それらによって、空港へのアプローチも高く入ることになるでしょう。
そして、ファイナルアプローチでスリップを使い高度処理をしてあげればより確実に着陸させることが可能になります。
その性質の違いから意図的なスリップは、「サイドスリップ|Sideslip」と「フォワードスリップ|Forwardslip」に分けられます。
サイドスリップ|Sideslip
サイドスリップは、接地間際など機体の軸を滑走路と平行にしておきながら、風に流されたくないときに使われます。
そのやり方は、エルロンで翼を傾け、それとは逆向きにラダーのインプットをしてあげることで、機体が旋回しようとするのを食い止めます。
上図のように、機体の軸は滑走路に対して平行を保つことができますが、前後から見ると翼は左右に傾いています。
翼は傾いているので、そちらの方に横滑りを引き起こしてしまうのが特徴です。
上図のように、左から風が吹いている場合は、機体は左から右に流されようとします。
しかし、サイドスリップの技術を使うことにより、その力に対抗することができます。
この場合、向かって左側の翼を下げ右ラダーを踏んであげることで、機体が左側にスリップする力を生み出し、風に対抗し滑走路と平行に飛行することができるでしょう。
どの程度のバンクが必要なのかは、風向風速により変わります。
バンク角度をキツくした場合、ラダーのインプットも大きくしてあげる必要があります。
そうでないと、機軸が滑走路に向かって平行にならないからです。
フォワードスリップ|Forward Slip
フォワードスリップは、機体の軸は滑走路とは平行になりませんが、機体の進行方向は滑走路と平行にするスリップです。
このスリップはファイナルアプローチで、高度処理の時に使われることが多いです。
左右の翼のどちらかをエルロンで下げ、その反対側のラダーを踏むのはサイドスリップと同じです。
最大限まで舵を切ると機体に負担がかかるので、どのぐらいフォーワードスリップをしていいのか、ラダーの使用可能角度にて規制している機体もあります。
通常ラダーは最大限まで踏み込んでいるので、進行方向の調整はバンクの角度で調整してあげます。
機軸を滑走路に合わせているわけではないので、自分が今どの方向に進んでいるのか理解していないといけません。
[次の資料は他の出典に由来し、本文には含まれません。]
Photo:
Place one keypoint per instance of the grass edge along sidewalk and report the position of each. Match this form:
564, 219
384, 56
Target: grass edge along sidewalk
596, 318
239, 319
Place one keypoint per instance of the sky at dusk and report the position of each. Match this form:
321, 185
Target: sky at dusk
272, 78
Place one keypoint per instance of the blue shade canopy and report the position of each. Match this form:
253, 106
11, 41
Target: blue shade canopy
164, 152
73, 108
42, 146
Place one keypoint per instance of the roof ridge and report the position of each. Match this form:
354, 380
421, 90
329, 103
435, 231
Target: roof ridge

車のように機首の向いている方向に進んでいるわけではないので、慣れないうちは不思議な感覚になるでしょう。
上図のように、機体は滑走路に対して右斜め前を向いているのに、機体は滑走路に対して平行に進んでいるのがフォーワードスリップです。
スリップのやめ方
スリップを止めるときは、翼を水平に戻しラダーのインプットを徐々に減らします。
急激にラダーから足を離してしまうと、機首が急激にスイングしてしまい加速したように表示されます。
これは、機体の側面についているスタティックポートやピトー管に空気が急激にあたるため、計器に大きな誤差を表示してしまいます。
こんなときベテランのパイロットは計器の表示だけでなく、音や体感、気流の音などでも速度を感じることができるようになっているでしょう。
意図的にスリップをする際の注意点
スリップをしているときに、ストールを引き起こすととても危険です。
特にフルラダーを踏んでいるときは、機体の抵抗が大きくなり、ピッチを下げてあげないと速度が低下してしまいます。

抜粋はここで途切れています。